ASCII is, strictly, a seven-bit code, meaning that it uses the bit patterns representable with seven binary digits (a range of 0 to 127 decimal) to represent character information.

Ergo US-ASCII is the characters whose ordinal values lie in the range of 0-127.

The CharacterSetValidation package installs a few Perl subroutines into the CQ schema that are supposed to check that the character data matches the code page of the database. However there doesn't seem to be any Perl code to check the difference between say a code page of US-ASCII or say Latin-1.

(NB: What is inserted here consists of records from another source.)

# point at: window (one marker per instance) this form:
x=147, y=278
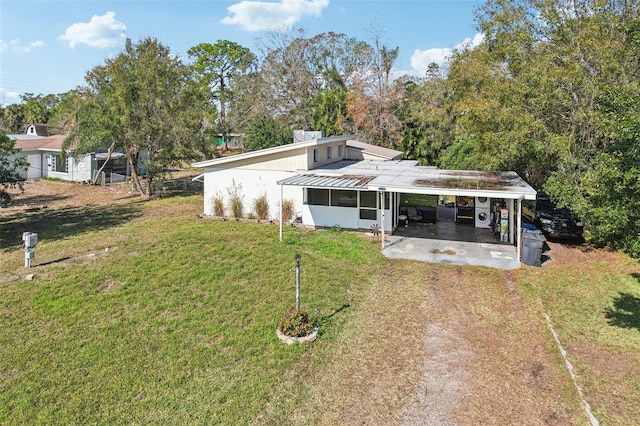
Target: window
x=367, y=214
x=318, y=197
x=368, y=205
x=344, y=198
x=57, y=165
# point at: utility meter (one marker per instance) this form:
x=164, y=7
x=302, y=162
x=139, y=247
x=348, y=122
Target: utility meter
x=30, y=239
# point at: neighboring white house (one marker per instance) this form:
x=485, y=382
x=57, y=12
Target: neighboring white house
x=338, y=181
x=44, y=155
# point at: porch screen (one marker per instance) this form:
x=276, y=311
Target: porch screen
x=344, y=198
x=318, y=197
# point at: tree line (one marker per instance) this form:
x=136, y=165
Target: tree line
x=552, y=93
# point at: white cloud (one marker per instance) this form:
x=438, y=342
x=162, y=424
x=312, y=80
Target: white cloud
x=262, y=15
x=101, y=31
x=421, y=59
x=29, y=47
x=15, y=45
x=8, y=97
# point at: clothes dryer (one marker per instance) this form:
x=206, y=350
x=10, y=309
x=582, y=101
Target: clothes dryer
x=483, y=202
x=483, y=217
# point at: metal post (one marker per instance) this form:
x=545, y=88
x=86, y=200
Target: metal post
x=382, y=217
x=297, y=257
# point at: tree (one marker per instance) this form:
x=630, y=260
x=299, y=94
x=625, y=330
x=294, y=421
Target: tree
x=297, y=70
x=217, y=67
x=144, y=103
x=329, y=113
x=10, y=167
x=373, y=101
x=264, y=132
x=427, y=117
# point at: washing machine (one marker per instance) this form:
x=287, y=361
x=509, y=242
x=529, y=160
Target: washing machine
x=483, y=217
x=483, y=212
x=483, y=202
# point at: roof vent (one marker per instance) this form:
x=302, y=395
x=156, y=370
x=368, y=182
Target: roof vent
x=306, y=135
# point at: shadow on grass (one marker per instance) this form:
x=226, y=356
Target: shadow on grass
x=36, y=200
x=63, y=223
x=625, y=312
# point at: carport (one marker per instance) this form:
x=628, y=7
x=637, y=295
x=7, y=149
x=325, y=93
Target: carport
x=390, y=179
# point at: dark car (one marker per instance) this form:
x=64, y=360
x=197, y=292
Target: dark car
x=556, y=222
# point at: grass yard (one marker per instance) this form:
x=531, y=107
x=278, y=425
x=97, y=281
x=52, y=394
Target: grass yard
x=140, y=312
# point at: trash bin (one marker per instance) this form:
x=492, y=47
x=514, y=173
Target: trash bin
x=532, y=244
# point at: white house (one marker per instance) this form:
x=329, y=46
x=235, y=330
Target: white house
x=338, y=181
x=44, y=155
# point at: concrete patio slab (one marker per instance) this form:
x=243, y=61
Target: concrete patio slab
x=447, y=242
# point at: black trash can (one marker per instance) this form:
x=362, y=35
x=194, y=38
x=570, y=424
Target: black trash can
x=532, y=245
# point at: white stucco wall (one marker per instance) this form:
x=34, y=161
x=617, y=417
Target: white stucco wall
x=77, y=170
x=252, y=184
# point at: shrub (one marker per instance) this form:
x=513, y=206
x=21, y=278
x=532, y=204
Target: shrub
x=261, y=207
x=295, y=323
x=218, y=205
x=287, y=210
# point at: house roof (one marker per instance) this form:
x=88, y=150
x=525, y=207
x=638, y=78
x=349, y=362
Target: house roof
x=273, y=150
x=374, y=150
x=48, y=143
x=408, y=177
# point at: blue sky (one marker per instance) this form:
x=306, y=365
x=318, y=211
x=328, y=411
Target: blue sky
x=49, y=46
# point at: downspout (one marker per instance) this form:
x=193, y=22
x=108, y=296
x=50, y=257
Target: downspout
x=281, y=198
x=519, y=228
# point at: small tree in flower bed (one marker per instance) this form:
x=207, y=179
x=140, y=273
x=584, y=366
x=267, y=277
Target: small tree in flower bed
x=295, y=323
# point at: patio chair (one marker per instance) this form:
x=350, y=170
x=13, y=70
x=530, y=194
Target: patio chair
x=413, y=215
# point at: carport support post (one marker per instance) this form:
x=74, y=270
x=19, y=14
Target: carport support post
x=382, y=217
x=281, y=196
x=297, y=258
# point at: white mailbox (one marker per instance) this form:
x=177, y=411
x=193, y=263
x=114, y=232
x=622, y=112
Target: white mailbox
x=30, y=239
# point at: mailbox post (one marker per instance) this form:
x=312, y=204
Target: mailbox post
x=30, y=240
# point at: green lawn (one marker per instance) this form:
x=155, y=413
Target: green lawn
x=175, y=324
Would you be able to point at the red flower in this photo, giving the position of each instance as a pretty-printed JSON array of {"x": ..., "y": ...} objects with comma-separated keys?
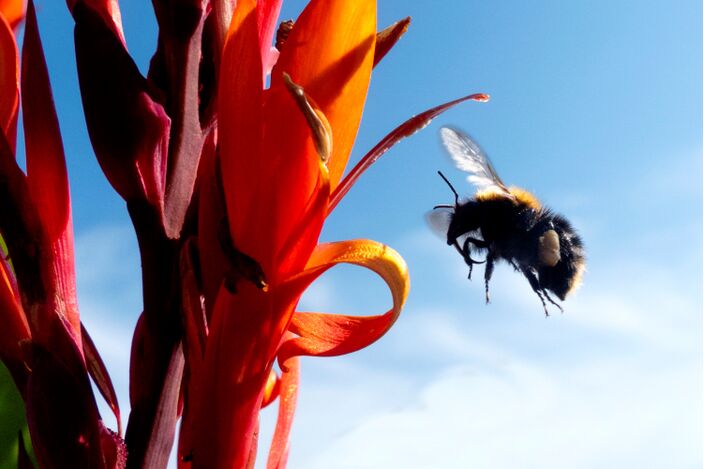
[
  {"x": 42, "y": 341},
  {"x": 263, "y": 197}
]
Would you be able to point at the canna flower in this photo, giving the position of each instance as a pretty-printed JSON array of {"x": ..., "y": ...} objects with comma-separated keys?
[
  {"x": 43, "y": 343},
  {"x": 12, "y": 11},
  {"x": 268, "y": 179}
]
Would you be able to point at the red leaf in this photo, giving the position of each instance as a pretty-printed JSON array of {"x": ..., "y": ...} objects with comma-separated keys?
[
  {"x": 61, "y": 412},
  {"x": 288, "y": 394},
  {"x": 9, "y": 81},
  {"x": 128, "y": 129},
  {"x": 388, "y": 38},
  {"x": 98, "y": 371},
  {"x": 408, "y": 128},
  {"x": 23, "y": 459}
]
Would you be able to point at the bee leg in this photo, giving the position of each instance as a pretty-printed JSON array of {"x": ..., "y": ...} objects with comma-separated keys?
[
  {"x": 551, "y": 300},
  {"x": 480, "y": 243},
  {"x": 465, "y": 251},
  {"x": 488, "y": 272},
  {"x": 532, "y": 277}
]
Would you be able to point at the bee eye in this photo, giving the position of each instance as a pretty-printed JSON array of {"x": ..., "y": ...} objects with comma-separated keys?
[{"x": 549, "y": 248}]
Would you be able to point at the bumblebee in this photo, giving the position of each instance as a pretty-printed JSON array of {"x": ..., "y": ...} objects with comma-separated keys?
[{"x": 507, "y": 223}]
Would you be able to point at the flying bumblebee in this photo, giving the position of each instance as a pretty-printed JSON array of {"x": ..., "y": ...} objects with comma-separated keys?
[{"x": 507, "y": 223}]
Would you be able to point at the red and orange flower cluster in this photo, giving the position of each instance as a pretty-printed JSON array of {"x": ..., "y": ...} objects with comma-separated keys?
[{"x": 230, "y": 154}]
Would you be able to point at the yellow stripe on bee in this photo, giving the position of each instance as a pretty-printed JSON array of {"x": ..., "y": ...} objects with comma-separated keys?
[{"x": 522, "y": 196}]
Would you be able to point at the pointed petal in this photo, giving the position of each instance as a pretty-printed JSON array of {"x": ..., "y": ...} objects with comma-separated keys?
[
  {"x": 9, "y": 80},
  {"x": 408, "y": 128},
  {"x": 99, "y": 372},
  {"x": 329, "y": 53},
  {"x": 46, "y": 166},
  {"x": 267, "y": 15},
  {"x": 46, "y": 173},
  {"x": 388, "y": 38},
  {"x": 331, "y": 334},
  {"x": 109, "y": 11},
  {"x": 240, "y": 121},
  {"x": 128, "y": 129}
]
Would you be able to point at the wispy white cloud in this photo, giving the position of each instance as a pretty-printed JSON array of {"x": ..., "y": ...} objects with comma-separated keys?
[{"x": 614, "y": 382}]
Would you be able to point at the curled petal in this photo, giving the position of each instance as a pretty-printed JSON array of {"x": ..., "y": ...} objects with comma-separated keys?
[
  {"x": 323, "y": 334},
  {"x": 288, "y": 394},
  {"x": 12, "y": 10},
  {"x": 408, "y": 128}
]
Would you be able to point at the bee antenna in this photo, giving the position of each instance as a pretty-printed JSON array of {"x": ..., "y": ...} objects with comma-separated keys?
[{"x": 457, "y": 197}]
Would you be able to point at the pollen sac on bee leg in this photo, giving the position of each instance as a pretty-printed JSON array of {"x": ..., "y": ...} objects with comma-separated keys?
[{"x": 549, "y": 248}]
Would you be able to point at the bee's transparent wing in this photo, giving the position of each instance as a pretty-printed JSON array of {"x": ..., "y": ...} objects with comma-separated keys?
[
  {"x": 470, "y": 158},
  {"x": 439, "y": 220}
]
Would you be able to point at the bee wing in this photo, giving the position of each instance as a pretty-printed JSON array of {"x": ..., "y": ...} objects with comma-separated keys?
[
  {"x": 470, "y": 158},
  {"x": 439, "y": 220}
]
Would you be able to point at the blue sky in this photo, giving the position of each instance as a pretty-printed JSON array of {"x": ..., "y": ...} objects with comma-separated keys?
[{"x": 596, "y": 108}]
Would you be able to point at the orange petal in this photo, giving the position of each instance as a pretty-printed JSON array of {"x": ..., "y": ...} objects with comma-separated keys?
[
  {"x": 332, "y": 334},
  {"x": 271, "y": 389},
  {"x": 240, "y": 125},
  {"x": 388, "y": 38},
  {"x": 9, "y": 80},
  {"x": 330, "y": 53},
  {"x": 288, "y": 394}
]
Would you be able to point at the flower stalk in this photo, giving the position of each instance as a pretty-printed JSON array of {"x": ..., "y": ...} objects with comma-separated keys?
[{"x": 230, "y": 154}]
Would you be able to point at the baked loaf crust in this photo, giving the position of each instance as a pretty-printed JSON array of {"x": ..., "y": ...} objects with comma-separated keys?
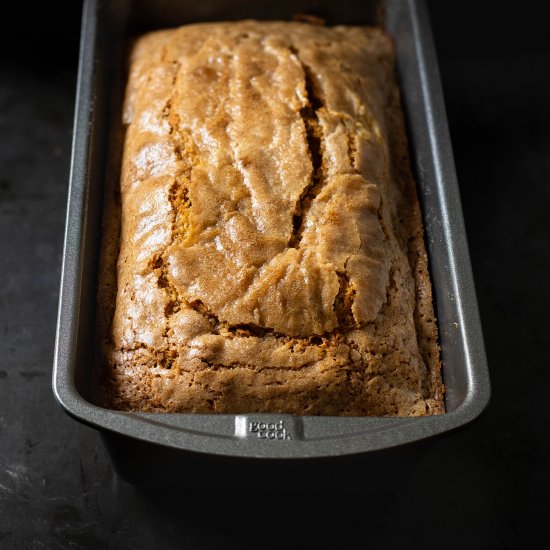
[{"x": 271, "y": 254}]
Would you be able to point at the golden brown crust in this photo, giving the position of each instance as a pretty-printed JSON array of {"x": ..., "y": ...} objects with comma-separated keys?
[{"x": 271, "y": 249}]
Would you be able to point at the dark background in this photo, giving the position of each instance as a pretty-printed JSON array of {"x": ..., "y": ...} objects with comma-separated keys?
[{"x": 484, "y": 487}]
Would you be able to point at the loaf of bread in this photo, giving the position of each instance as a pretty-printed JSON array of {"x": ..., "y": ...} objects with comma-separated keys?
[{"x": 270, "y": 254}]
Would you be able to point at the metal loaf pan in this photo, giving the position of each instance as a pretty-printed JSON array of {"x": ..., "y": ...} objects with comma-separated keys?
[{"x": 228, "y": 445}]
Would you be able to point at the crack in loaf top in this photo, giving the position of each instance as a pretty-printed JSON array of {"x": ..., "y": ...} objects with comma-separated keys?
[{"x": 270, "y": 139}]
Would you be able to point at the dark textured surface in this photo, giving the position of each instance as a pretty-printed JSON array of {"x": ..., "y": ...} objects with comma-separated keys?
[{"x": 484, "y": 487}]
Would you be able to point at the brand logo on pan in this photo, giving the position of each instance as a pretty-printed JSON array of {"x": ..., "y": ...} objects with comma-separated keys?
[{"x": 271, "y": 431}]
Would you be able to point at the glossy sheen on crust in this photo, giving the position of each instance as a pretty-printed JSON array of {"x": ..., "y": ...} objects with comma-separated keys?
[{"x": 271, "y": 256}]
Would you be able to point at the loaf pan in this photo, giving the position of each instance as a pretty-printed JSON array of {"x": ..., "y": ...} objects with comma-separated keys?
[{"x": 227, "y": 443}]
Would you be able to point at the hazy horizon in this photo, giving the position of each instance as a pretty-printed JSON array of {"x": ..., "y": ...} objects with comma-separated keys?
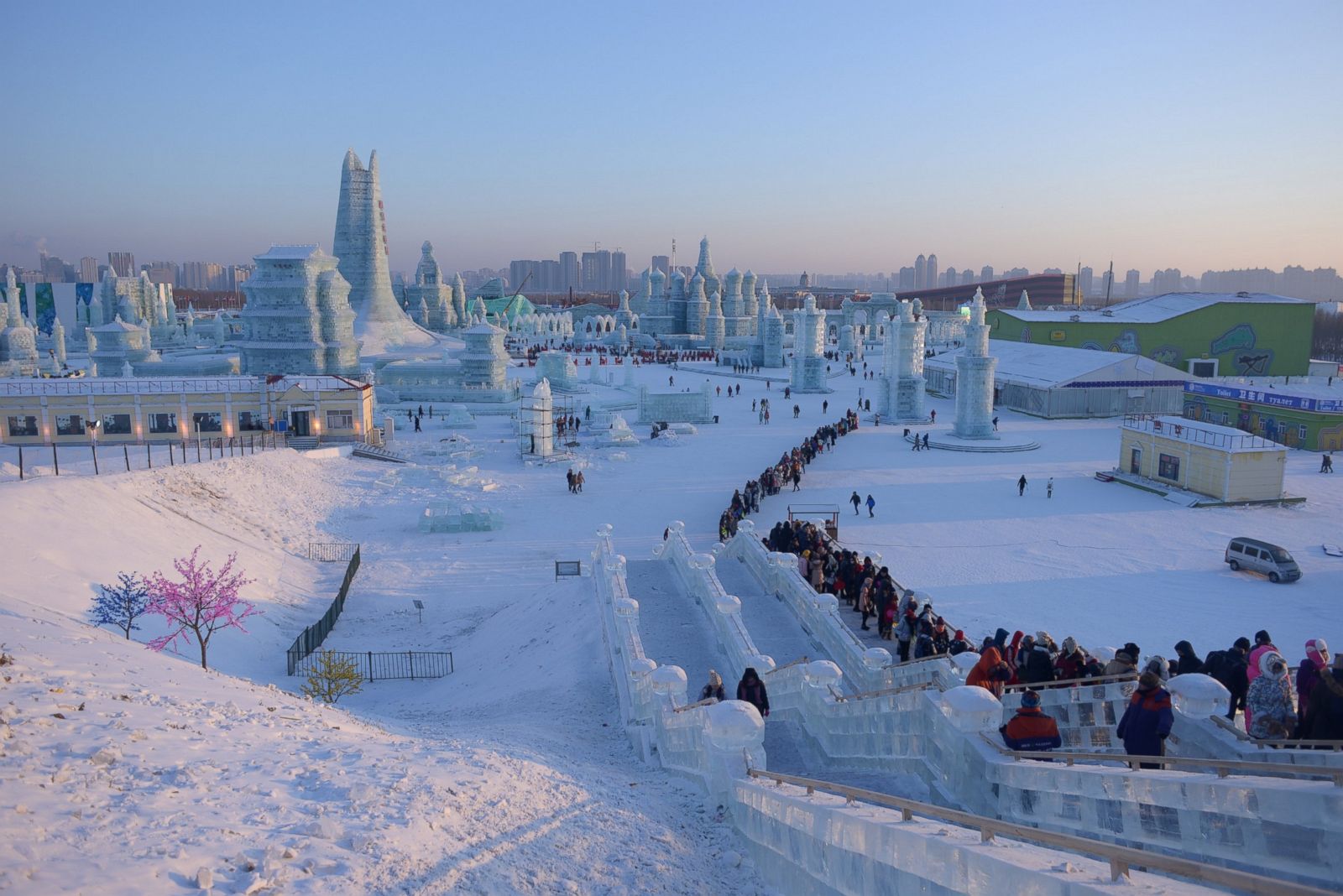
[{"x": 1194, "y": 136}]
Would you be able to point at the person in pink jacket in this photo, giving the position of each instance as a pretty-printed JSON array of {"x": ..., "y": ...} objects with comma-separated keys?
[{"x": 1262, "y": 644}]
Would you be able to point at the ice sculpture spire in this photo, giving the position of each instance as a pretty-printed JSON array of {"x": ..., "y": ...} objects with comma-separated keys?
[{"x": 360, "y": 246}]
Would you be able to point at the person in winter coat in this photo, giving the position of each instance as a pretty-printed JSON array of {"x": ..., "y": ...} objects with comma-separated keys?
[
  {"x": 1253, "y": 669},
  {"x": 1034, "y": 664},
  {"x": 1315, "y": 664},
  {"x": 991, "y": 672},
  {"x": 1121, "y": 664},
  {"x": 713, "y": 688},
  {"x": 1031, "y": 728},
  {"x": 1268, "y": 703},
  {"x": 1325, "y": 715},
  {"x": 1071, "y": 662},
  {"x": 751, "y": 690},
  {"x": 1229, "y": 667},
  {"x": 1147, "y": 721},
  {"x": 1188, "y": 662}
]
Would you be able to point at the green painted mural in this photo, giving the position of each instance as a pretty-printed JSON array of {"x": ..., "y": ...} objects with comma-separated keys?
[{"x": 1246, "y": 338}]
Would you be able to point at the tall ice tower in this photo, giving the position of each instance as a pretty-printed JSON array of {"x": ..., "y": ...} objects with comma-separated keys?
[
  {"x": 975, "y": 378},
  {"x": 360, "y": 246}
]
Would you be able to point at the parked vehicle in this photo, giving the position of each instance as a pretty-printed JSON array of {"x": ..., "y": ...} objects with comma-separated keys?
[{"x": 1262, "y": 557}]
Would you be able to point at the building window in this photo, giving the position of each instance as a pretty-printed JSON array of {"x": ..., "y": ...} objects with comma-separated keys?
[
  {"x": 252, "y": 421},
  {"x": 1168, "y": 467},
  {"x": 207, "y": 421},
  {"x": 22, "y": 427}
]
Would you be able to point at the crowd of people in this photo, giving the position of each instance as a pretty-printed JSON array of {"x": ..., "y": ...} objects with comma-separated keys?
[{"x": 790, "y": 467}]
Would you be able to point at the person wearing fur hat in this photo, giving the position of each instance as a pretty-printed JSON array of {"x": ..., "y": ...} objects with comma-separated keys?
[
  {"x": 1188, "y": 662},
  {"x": 1031, "y": 728},
  {"x": 1325, "y": 715},
  {"x": 1123, "y": 663},
  {"x": 1071, "y": 662},
  {"x": 713, "y": 688},
  {"x": 1268, "y": 703},
  {"x": 1147, "y": 721},
  {"x": 1309, "y": 675}
]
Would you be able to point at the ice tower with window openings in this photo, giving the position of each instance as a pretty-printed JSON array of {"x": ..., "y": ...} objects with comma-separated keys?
[{"x": 975, "y": 378}]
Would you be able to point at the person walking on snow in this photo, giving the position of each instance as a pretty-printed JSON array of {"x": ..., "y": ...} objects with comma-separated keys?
[
  {"x": 751, "y": 690},
  {"x": 713, "y": 688}
]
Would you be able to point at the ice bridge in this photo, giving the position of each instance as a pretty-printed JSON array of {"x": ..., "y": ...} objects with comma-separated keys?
[{"x": 872, "y": 775}]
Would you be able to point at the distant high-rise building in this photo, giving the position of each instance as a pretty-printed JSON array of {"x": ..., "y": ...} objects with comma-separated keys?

What it all comes down to eventual, as far as I can see, is a call to check_for_control_chars_in_line. The operative Perl code is:

if ($line =~ /[^\t\n\r -\177]/) {
  return (" contains unsupported character(s):");
}

The above regex seems to be saying if the string $line is not a tab (\t), a linefeed (\n), a carriage return (\r) or in the range of space through \177 then an unsupported character has occurred. This does not include the entire US-ASCII range of 0-127. So if a client generated a yen character (¥) the above would not flag it as an unsupported character and yet (¥ - ord 165) is not a US-ASCII character.

Finally, since we only screened for US-ASCII in the 0-127 range, we have data that contains things like the US-ASCII Bel (ord 7) and the like that CharacterSetValidation is flagging as invalid.